Le nostre auto sono sempre più connesse, gestiscono dati, li ricevono e li inviano, per questo, sono molto più simili ai device elettronici che usiamo ogni giorno. Se possono fornirci informazioni utili ed in tempo reale sul traffico, chiamare i servizi di emergenza in caso di incidente o avvisarci se abbiamo dimenticato nostro figlio sul sedile posteriore, possono inviare informazioni sensibili sul conducente. Ed ecco, che anche nel caso delle auto connesse, si pone un problema di minaccia alla privacy ed alla sicurezza dei nostri dati. Questo è stato l’oggetto di una ricerca che ha rivelato gravi falle nella privacy nelle nuove auto connesse a Internet in Australia.

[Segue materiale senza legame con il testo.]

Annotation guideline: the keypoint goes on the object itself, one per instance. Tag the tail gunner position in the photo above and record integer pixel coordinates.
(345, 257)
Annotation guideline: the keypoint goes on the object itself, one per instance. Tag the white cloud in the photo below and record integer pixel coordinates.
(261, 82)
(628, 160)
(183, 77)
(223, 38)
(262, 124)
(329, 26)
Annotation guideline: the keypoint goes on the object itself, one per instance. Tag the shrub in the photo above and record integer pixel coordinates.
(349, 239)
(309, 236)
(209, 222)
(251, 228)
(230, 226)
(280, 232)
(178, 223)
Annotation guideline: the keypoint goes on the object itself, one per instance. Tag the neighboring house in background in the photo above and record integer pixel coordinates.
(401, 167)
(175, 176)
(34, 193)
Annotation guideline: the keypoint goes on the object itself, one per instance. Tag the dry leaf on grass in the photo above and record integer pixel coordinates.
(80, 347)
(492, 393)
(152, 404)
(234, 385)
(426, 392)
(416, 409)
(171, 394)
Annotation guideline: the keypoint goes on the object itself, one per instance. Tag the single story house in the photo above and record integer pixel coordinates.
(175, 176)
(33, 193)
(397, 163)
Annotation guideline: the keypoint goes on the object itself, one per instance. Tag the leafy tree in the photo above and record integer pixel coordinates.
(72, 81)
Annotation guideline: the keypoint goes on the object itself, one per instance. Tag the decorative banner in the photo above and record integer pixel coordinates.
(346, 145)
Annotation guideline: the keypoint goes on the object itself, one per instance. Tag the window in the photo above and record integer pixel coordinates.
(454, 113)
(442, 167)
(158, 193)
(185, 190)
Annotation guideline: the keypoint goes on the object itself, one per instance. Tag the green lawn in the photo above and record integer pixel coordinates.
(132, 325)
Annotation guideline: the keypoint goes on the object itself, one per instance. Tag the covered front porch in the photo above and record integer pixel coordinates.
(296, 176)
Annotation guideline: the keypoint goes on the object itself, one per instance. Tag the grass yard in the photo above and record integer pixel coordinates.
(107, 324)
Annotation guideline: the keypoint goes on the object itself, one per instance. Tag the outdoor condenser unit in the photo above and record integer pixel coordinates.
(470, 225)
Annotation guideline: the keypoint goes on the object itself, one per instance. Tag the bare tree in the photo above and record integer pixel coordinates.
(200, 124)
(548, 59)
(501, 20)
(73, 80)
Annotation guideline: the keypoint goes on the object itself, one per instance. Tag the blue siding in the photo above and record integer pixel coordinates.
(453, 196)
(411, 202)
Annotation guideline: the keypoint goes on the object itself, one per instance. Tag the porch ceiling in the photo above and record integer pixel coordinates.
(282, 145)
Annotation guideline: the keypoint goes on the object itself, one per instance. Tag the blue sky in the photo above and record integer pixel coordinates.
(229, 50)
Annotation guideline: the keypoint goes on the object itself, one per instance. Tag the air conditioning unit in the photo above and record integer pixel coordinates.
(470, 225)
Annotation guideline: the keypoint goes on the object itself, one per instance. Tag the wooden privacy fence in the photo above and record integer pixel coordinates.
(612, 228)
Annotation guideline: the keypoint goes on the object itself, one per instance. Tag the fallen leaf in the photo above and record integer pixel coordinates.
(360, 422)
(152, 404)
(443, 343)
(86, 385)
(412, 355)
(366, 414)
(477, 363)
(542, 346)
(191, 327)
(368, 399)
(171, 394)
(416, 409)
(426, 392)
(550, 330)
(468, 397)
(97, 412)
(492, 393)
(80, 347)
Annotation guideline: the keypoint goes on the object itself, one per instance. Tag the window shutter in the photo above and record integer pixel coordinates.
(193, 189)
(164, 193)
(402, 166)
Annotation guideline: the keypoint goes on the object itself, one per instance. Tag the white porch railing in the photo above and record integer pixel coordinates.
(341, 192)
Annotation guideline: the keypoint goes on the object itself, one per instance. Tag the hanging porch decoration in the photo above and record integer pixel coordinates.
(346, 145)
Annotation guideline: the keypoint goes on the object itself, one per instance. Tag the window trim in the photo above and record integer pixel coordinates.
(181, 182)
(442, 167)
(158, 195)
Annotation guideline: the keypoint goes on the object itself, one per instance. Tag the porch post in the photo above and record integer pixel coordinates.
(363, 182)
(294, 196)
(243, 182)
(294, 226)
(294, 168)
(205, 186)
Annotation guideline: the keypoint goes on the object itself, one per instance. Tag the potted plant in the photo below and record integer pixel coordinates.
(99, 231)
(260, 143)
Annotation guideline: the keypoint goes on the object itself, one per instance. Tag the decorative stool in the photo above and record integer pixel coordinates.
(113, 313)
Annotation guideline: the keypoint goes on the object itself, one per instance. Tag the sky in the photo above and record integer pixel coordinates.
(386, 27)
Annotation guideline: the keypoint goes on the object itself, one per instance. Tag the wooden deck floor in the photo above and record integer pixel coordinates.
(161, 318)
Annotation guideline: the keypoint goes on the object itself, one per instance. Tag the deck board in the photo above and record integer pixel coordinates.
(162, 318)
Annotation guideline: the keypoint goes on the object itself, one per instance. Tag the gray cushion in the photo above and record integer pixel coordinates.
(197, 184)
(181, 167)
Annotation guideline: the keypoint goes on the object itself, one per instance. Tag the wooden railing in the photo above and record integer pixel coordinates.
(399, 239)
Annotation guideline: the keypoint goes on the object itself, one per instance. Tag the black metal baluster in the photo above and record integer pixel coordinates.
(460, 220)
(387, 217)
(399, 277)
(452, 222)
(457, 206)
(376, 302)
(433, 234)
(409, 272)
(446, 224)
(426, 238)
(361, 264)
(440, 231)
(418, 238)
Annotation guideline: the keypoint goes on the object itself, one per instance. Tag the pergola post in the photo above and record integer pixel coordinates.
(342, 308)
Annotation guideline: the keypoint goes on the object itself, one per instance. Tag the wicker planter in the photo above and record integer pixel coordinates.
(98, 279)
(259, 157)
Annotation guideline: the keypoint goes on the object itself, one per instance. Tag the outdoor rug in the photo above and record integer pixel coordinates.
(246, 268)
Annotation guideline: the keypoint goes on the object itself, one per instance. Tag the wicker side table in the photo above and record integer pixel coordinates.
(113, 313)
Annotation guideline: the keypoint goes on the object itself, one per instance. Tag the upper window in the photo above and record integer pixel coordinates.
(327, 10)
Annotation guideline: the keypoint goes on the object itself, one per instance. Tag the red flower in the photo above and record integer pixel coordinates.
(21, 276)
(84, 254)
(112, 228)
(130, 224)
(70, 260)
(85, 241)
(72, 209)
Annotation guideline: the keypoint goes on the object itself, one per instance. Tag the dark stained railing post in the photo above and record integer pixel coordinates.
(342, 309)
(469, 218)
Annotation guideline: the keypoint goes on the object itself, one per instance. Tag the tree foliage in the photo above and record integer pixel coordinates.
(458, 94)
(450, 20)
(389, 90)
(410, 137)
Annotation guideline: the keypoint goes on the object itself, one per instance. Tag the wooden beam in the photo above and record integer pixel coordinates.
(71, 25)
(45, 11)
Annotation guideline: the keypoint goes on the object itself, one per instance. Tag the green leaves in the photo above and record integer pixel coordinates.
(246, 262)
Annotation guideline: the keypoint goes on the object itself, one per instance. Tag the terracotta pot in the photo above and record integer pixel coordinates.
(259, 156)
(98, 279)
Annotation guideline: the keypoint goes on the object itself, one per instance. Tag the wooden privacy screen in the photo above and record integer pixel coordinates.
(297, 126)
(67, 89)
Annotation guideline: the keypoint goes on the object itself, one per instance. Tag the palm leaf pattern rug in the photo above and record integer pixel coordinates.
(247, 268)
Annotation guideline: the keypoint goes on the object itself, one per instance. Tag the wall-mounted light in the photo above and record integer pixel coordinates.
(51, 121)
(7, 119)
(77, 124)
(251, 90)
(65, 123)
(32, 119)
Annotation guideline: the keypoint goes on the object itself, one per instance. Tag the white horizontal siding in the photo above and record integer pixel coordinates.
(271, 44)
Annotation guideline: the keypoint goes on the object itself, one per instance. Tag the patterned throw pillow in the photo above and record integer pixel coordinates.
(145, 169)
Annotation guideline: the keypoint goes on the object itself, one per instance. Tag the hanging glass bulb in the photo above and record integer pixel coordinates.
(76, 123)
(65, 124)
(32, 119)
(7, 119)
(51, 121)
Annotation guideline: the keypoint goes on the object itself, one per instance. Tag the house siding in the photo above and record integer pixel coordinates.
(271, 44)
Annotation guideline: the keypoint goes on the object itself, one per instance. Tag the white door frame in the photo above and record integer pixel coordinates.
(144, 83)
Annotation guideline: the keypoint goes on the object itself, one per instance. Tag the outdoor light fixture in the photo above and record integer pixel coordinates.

Auto connesse, sotto accusa 15 brand automobilisti
Il paper realizzato dall’Università del Nuovo Galles del Sud, ha analizzato le condizioni sulla privacy di 15 tra i più noti brand di auto in Australia, svelando che per i consumatori può essere difficile comprendere i termini sulla privacy delle case automobilistiche. Spesso i costruttori di auto connesse richiedono al proprietario di scaricare e utilizzare app per usufruire di vari “servizi connessi”, come riscaldare/raffreddare, bloccare l’auto, localizzarla in un parcheggio, controllare la pressione degli pneumatici, utilizzare le telecamere interne ed esterne dell’auto per visualizzare l’ambiente circostante e l’interno.
Per fornire questi servizi connessi, i veicoli inviano automaticamente dati non solo sul funzionamento del veicolo, ma anche sul conducente in tempo reale a varie aziende sia australiane che estere, e queste informazioni possono essere sufficientemente dettagliate e complete da rivelare atteggiamenti, valori, stati d’animo, abitudini propri, della famiglia, dei soci.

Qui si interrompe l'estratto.